Heads snapped to him, including Saavik. _It puts a death sentence on his life._

"What?" Dannan demanded.

He appeared honestly surprised. "You didn't know? I thought you did before you approached me."

Saavik's eyes widened. "Why place yourself in this danger?"

His lips parted at her concern and then he licked them. "Don't worry. A General D'Naq, a malicious man, called for it, supposedly out of patriotism, but in reality to rid himself of his enemies. He will get the information… with one slight difference. When it is discovered, they will blame my source and his enemies will be prepared. It buys me allies should I need them."

McCoy blew out a breath. "All of that for…"

Achernar smiled. "And my fee, of course."

The doctor called to Stuart, "I need that drink, Captain."

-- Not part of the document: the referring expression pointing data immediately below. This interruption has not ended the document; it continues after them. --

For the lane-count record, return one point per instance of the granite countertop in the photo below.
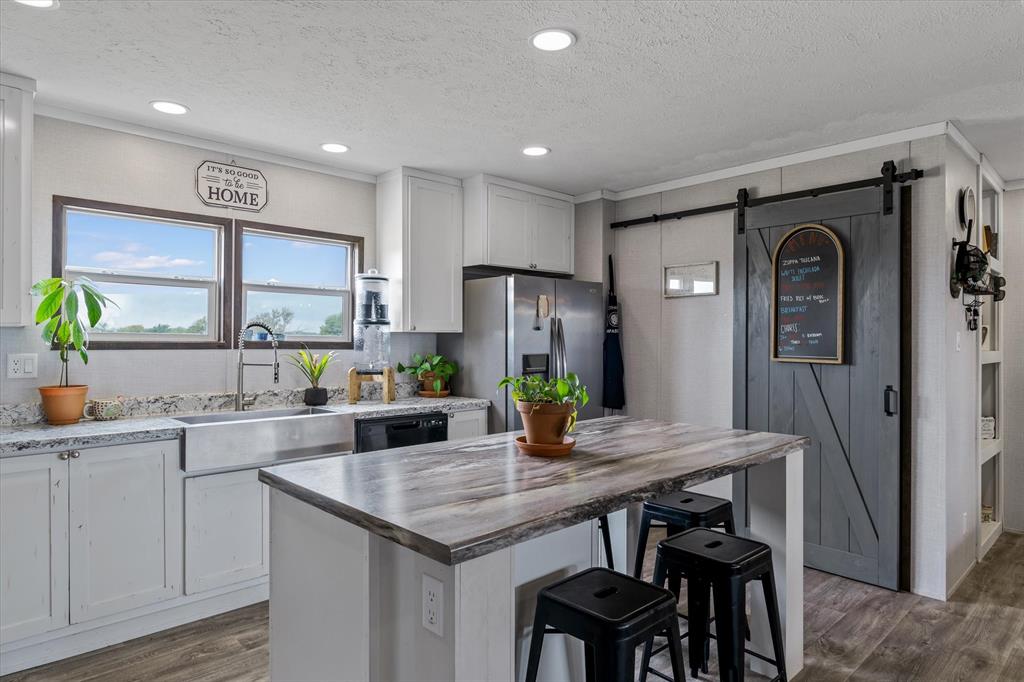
(456, 501)
(33, 438)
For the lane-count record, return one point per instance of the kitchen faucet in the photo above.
(240, 402)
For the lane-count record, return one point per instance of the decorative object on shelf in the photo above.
(385, 377)
(227, 185)
(691, 280)
(970, 274)
(65, 330)
(807, 300)
(990, 242)
(312, 367)
(548, 407)
(986, 337)
(967, 208)
(103, 411)
(433, 372)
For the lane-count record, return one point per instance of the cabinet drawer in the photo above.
(226, 529)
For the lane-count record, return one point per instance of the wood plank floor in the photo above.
(853, 632)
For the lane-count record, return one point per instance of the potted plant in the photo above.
(60, 315)
(434, 372)
(312, 368)
(548, 407)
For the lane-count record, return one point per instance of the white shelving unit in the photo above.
(990, 379)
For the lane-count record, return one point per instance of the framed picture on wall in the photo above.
(691, 280)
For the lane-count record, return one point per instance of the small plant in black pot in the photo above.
(312, 368)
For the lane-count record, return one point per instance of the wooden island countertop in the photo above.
(455, 501)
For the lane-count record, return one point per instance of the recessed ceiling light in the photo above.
(552, 40)
(171, 108)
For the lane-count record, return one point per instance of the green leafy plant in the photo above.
(311, 366)
(60, 315)
(442, 369)
(534, 388)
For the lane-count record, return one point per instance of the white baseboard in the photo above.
(93, 635)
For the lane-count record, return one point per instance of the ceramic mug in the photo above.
(102, 411)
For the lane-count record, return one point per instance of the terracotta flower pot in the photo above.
(545, 423)
(62, 405)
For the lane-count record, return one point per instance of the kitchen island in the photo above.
(355, 541)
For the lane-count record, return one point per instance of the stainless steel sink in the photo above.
(246, 439)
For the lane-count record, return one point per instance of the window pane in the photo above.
(154, 309)
(268, 259)
(139, 246)
(297, 314)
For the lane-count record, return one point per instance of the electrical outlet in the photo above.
(22, 366)
(433, 605)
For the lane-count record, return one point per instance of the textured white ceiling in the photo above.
(651, 90)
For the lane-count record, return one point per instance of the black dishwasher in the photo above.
(384, 432)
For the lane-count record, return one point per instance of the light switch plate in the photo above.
(433, 605)
(22, 366)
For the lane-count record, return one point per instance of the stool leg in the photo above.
(591, 663)
(675, 651)
(606, 537)
(615, 663)
(641, 545)
(730, 604)
(536, 642)
(698, 609)
(774, 623)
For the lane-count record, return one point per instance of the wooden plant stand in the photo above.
(386, 378)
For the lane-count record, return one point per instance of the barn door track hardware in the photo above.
(970, 278)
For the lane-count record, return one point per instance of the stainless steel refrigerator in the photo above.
(517, 324)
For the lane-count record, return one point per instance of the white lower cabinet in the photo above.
(33, 545)
(227, 529)
(468, 424)
(125, 527)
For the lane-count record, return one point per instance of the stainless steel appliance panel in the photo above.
(580, 307)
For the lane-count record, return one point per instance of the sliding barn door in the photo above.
(852, 468)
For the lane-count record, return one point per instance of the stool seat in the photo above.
(714, 553)
(607, 596)
(698, 510)
(611, 613)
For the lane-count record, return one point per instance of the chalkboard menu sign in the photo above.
(807, 296)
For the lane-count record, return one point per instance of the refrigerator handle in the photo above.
(561, 349)
(554, 364)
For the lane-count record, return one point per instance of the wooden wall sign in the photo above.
(230, 186)
(807, 296)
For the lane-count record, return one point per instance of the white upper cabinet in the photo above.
(16, 96)
(513, 225)
(419, 242)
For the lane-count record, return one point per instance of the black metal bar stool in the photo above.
(611, 613)
(681, 511)
(720, 564)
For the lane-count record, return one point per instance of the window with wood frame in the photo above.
(166, 270)
(297, 282)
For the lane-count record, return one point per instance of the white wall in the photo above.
(962, 377)
(1012, 253)
(92, 163)
(678, 352)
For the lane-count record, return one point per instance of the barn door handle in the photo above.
(891, 396)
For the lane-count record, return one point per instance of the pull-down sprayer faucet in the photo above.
(240, 402)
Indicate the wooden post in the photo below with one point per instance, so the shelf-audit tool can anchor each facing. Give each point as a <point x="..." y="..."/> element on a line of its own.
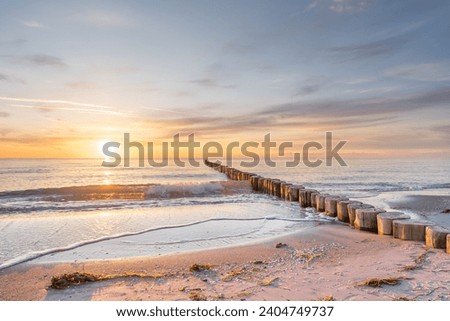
<point x="366" y="219"/>
<point x="314" y="199"/>
<point x="342" y="210"/>
<point x="448" y="244"/>
<point x="276" y="188"/>
<point x="352" y="211"/>
<point x="294" y="192"/>
<point x="384" y="221"/>
<point x="436" y="237"/>
<point x="410" y="230"/>
<point x="331" y="205"/>
<point x="320" y="202"/>
<point x="305" y="197"/>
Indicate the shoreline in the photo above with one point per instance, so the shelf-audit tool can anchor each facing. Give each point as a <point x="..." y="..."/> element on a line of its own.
<point x="326" y="261"/>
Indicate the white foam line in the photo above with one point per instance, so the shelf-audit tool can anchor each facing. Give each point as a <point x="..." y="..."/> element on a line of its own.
<point x="34" y="255"/>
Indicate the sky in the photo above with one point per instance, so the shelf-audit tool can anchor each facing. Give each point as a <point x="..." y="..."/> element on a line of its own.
<point x="76" y="74"/>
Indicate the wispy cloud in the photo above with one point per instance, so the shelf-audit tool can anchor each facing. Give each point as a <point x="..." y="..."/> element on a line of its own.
<point x="439" y="98"/>
<point x="233" y="47"/>
<point x="33" y="24"/>
<point x="47" y="105"/>
<point x="307" y="90"/>
<point x="385" y="46"/>
<point x="106" y="19"/>
<point x="210" y="82"/>
<point x="49" y="101"/>
<point x="46" y="109"/>
<point x="339" y="6"/>
<point x="36" y="60"/>
<point x="438" y="71"/>
<point x="342" y="6"/>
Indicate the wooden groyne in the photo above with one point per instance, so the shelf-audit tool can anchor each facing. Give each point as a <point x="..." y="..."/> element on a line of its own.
<point x="361" y="216"/>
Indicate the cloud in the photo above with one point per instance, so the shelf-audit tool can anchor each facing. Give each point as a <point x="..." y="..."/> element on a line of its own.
<point x="33" y="24"/>
<point x="307" y="90"/>
<point x="46" y="105"/>
<point x="385" y="46"/>
<point x="339" y="6"/>
<point x="363" y="107"/>
<point x="106" y="19"/>
<point x="82" y="85"/>
<point x="210" y="82"/>
<point x="13" y="43"/>
<point x="238" y="48"/>
<point x="37" y="60"/>
<point x="8" y="78"/>
<point x="439" y="71"/>
<point x="343" y="6"/>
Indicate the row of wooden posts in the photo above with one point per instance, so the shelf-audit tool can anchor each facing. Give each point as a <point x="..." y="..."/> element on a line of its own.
<point x="361" y="216"/>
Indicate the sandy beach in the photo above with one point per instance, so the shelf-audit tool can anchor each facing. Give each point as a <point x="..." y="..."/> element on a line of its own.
<point x="330" y="261"/>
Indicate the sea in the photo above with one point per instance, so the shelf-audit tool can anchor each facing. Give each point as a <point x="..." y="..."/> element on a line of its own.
<point x="59" y="210"/>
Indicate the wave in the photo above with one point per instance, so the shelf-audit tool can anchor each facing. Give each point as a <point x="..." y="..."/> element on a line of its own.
<point x="128" y="192"/>
<point x="37" y="254"/>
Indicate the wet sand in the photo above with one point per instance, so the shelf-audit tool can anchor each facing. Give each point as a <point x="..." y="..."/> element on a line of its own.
<point x="325" y="261"/>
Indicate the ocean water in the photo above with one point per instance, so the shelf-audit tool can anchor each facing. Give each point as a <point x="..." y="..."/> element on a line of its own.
<point x="75" y="209"/>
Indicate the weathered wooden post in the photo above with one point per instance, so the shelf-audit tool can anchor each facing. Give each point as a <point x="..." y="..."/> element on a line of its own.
<point x="366" y="219"/>
<point x="342" y="210"/>
<point x="436" y="237"/>
<point x="331" y="205"/>
<point x="352" y="207"/>
<point x="410" y="230"/>
<point x="384" y="221"/>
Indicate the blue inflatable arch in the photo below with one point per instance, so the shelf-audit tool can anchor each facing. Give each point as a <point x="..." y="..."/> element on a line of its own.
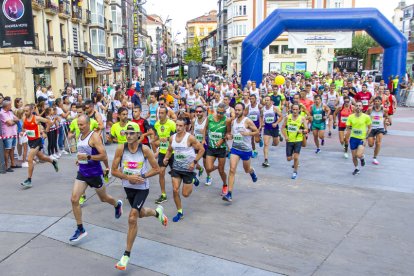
<point x="368" y="19"/>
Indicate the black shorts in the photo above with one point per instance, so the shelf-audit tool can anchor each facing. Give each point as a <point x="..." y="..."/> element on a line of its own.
<point x="161" y="157"/>
<point x="35" y="143"/>
<point x="274" y="132"/>
<point x="136" y="197"/>
<point x="293" y="147"/>
<point x="375" y="131"/>
<point x="219" y="153"/>
<point x="187" y="177"/>
<point x="93" y="182"/>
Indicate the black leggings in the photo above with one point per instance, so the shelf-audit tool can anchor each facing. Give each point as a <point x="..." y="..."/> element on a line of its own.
<point x="52" y="142"/>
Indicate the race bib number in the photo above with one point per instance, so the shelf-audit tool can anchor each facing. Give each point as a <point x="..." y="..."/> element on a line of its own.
<point x="317" y="116"/>
<point x="30" y="133"/>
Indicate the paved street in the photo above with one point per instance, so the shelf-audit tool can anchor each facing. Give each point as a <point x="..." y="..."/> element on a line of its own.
<point x="327" y="222"/>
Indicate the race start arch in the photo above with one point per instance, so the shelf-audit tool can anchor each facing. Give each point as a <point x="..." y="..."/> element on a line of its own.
<point x="368" y="19"/>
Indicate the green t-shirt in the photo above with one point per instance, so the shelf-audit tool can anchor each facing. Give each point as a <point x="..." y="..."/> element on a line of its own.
<point x="165" y="131"/>
<point x="359" y="125"/>
<point x="73" y="127"/>
<point x="216" y="131"/>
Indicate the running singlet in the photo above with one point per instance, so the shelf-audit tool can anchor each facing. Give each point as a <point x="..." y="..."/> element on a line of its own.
<point x="293" y="127"/>
<point x="164" y="131"/>
<point x="32" y="129"/>
<point x="88" y="168"/>
<point x="359" y="125"/>
<point x="134" y="164"/>
<point x="183" y="154"/>
<point x="198" y="129"/>
<point x="240" y="142"/>
<point x="216" y="131"/>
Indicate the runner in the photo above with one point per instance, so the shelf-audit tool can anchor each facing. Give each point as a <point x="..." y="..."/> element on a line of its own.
<point x="131" y="162"/>
<point x="319" y="114"/>
<point x="31" y="128"/>
<point x="164" y="128"/>
<point x="294" y="126"/>
<point x="215" y="132"/>
<point x="269" y="121"/>
<point x="91" y="152"/>
<point x="242" y="128"/>
<point x="379" y="118"/>
<point x="342" y="113"/>
<point x="358" y="125"/>
<point x="183" y="145"/>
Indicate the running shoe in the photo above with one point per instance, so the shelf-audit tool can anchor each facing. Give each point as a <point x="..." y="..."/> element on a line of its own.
<point x="27" y="183"/>
<point x="228" y="197"/>
<point x="161" y="217"/>
<point x="356" y="171"/>
<point x="123" y="262"/>
<point x="200" y="171"/>
<point x="224" y="190"/>
<point x="118" y="209"/>
<point x="208" y="180"/>
<point x="178" y="217"/>
<point x="161" y="199"/>
<point x="254" y="176"/>
<point x="55" y="165"/>
<point x="82" y="199"/>
<point x="79" y="234"/>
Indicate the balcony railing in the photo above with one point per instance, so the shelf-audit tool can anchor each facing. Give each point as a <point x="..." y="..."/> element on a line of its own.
<point x="50" y="43"/>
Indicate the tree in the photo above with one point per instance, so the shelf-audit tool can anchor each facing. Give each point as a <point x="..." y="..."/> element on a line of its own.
<point x="194" y="52"/>
<point x="360" y="45"/>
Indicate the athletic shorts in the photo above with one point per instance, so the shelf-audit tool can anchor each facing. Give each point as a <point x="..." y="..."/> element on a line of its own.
<point x="244" y="155"/>
<point x="274" y="132"/>
<point x="9" y="143"/>
<point x="293" y="147"/>
<point x="187" y="177"/>
<point x="161" y="157"/>
<point x="218" y="153"/>
<point x="136" y="197"/>
<point x="375" y="131"/>
<point x="36" y="143"/>
<point x="93" y="181"/>
<point x="354" y="143"/>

"I completely agree. Let's go."

Warfield waved over the Security team and held out her hand. They put a pair of cuffs in it. Her glance darted over the Romulan's. "You understand."

"Of course." He held out his wrists.

But Dannan cut in, "Lauren. It's all right."

"Yes!" and took the cuffs off with a real smile.

The Vulcan almost argued but it'd be fruitless as well. She did give the Security team orders to take the rear and put herself next to Achernar and then left a measure of space between the two of them and the rest of the party.

She had to admit, though, his behavior was perfect.

She resolved to spread the story through the Frontier that she dumped Achernar and took the padd shortly after they left the last patrols. She would also stress he hadn't known who she was until she was gone. That should take the danger off of him. With some convincing, Jdehn might help, especially if Saavik got what she wanted from the Romulan.

The whole group left the shuttlebay and found the crew waiting for them. Good natured whistling and comments went well with Warfield and Hoskins parading down the corridor to the lift.

A few people in the crew remarked that, "Whoever they got to play that Romulan is doing a great job. The makeup's amazing too." Only to be corrected by someone next to them. Achernar tended to wink at these people.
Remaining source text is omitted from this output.